Da non sottovalutare l’importanza narrativa di luoghi come il Castello Reale di Sarre o il Casinò di Saint-Vincent. Anche se appaiono solo di sfuggita, arricchiscono la percezione di una Valle che non è solo neve e silenzio, ma un mosaico di storie, passati, contraddizioni.


Marco Giallini: l’amico della Valle d’Aosta
A proposito di contraddizioni: fa sorridere immaginare un attore romano doc che, a furia di riprese in alta quota, finisce per diventare “Ami de la Vallée d’Aoste”. È avvenuto nel 2019, quando a Marco Giallini è stato consegnato questo titolo simbolico. E forse è un segno di riconoscimento dovuto, dato che, con la sua interpretazione, ha portato il capoluogo valdostano e i dintorni su scala nazionale. Lo si nota persino nei turisti che oggi si aggirano per Aosta cercando i luoghi della fiction, come se volessero respirare almeno un briciolo di quell’atmosfera intrigante e un po’ cupa.
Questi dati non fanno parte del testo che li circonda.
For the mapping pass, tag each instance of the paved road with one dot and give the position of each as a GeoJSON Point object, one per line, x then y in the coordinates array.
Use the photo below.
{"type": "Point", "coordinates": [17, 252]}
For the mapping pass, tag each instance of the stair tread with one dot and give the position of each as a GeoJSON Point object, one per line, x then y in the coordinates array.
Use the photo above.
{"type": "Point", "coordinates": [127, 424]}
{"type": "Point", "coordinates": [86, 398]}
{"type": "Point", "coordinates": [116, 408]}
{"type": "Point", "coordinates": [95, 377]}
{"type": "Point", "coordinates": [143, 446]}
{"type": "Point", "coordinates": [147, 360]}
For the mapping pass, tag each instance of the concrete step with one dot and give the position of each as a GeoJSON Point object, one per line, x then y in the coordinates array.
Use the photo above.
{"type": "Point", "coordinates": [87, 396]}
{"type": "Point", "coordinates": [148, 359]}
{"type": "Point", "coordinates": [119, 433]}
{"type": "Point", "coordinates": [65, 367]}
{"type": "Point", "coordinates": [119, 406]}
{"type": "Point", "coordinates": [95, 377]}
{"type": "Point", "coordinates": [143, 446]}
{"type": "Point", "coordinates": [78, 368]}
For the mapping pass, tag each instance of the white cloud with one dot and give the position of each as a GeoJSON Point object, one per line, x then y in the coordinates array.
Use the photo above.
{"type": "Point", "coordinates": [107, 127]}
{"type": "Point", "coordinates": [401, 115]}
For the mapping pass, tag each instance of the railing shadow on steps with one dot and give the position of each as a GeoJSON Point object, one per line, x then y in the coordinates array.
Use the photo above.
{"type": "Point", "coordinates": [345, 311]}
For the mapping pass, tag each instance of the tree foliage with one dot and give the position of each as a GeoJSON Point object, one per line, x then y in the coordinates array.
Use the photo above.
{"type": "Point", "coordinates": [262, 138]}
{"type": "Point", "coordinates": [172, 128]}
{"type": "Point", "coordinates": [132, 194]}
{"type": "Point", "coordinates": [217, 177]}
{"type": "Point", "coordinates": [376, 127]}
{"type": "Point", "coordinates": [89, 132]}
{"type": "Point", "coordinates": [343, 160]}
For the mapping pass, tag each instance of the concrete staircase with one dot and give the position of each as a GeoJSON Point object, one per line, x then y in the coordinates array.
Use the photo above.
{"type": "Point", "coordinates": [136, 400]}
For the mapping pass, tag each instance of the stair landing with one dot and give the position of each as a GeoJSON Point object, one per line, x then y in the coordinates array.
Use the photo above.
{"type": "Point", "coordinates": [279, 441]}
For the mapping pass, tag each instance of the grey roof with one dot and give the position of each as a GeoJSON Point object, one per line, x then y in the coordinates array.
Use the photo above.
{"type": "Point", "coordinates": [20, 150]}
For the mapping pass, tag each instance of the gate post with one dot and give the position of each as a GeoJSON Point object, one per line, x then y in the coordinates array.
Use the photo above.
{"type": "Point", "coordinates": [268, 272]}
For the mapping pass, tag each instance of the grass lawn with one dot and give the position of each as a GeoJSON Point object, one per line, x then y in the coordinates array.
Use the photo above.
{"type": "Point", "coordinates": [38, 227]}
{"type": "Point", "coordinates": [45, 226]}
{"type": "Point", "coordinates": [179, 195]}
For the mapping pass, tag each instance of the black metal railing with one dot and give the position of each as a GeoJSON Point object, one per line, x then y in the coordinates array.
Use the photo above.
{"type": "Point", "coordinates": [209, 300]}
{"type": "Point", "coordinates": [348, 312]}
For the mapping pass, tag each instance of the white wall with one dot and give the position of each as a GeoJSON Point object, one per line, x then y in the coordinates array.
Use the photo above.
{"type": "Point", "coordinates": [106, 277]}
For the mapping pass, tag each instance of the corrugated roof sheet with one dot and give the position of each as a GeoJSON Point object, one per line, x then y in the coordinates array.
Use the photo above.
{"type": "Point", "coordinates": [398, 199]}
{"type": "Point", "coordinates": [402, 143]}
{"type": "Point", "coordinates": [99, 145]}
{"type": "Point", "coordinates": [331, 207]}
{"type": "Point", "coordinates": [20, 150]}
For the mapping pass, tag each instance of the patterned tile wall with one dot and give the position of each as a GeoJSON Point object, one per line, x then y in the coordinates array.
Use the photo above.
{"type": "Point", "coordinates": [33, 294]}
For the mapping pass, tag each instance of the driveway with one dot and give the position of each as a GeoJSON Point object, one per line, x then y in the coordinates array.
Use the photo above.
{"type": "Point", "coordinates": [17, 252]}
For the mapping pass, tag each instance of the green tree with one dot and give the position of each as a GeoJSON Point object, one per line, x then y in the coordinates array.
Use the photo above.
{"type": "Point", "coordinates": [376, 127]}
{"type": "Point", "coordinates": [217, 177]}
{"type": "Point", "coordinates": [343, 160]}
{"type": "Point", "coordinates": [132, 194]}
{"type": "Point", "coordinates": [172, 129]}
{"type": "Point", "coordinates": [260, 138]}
La sesta stagione: un salto oltreconfine
Questa nuova annata televisiva segna un cambiamento enorme: per la prima volta, alcune riprese si svolgono all’estero, addirittura in Argentina. E allora, ecco che le nuvole bianche e i boschi si aprono a scenari completamente differenti, con lo sguardo di Rocco puntato su una realtà lontana migliaia di chilometri. È un viaggio nato da precise esigenze narrative: Schiavone cerca di fare luce su vicende legate ai suoi amici più stretti, in particolare Furio e Sebastiano, immersi in misteri che lo costringono a varcare l’oceano.
La sesta stagione attinge a diversi romanzi e racconti di Antonio Manzini – tra cui “Le ossa parlano”, “ELP” e “La ruzzica de li porci” – e si ritrova a intrecciare storie che spaziano dagli altopiani valdostani alla frenesia di Buenos Aires. Potrebbe sembrare una forzatura, eppure no: il vicequestore, con le sue ferite ancora aperte, sembra adatto a muoversi su un terreno straniero, in cerca di qualcuno che gli ha portato via una parte di sé. Nel frattempo, non mancano momenti di tensione: uno chalet a 2.200 metri, isolato dal mondo, e una festa che degenera in tragedia, come racconta l’episodio dedicato appunto a “La ruzzica de li porci”.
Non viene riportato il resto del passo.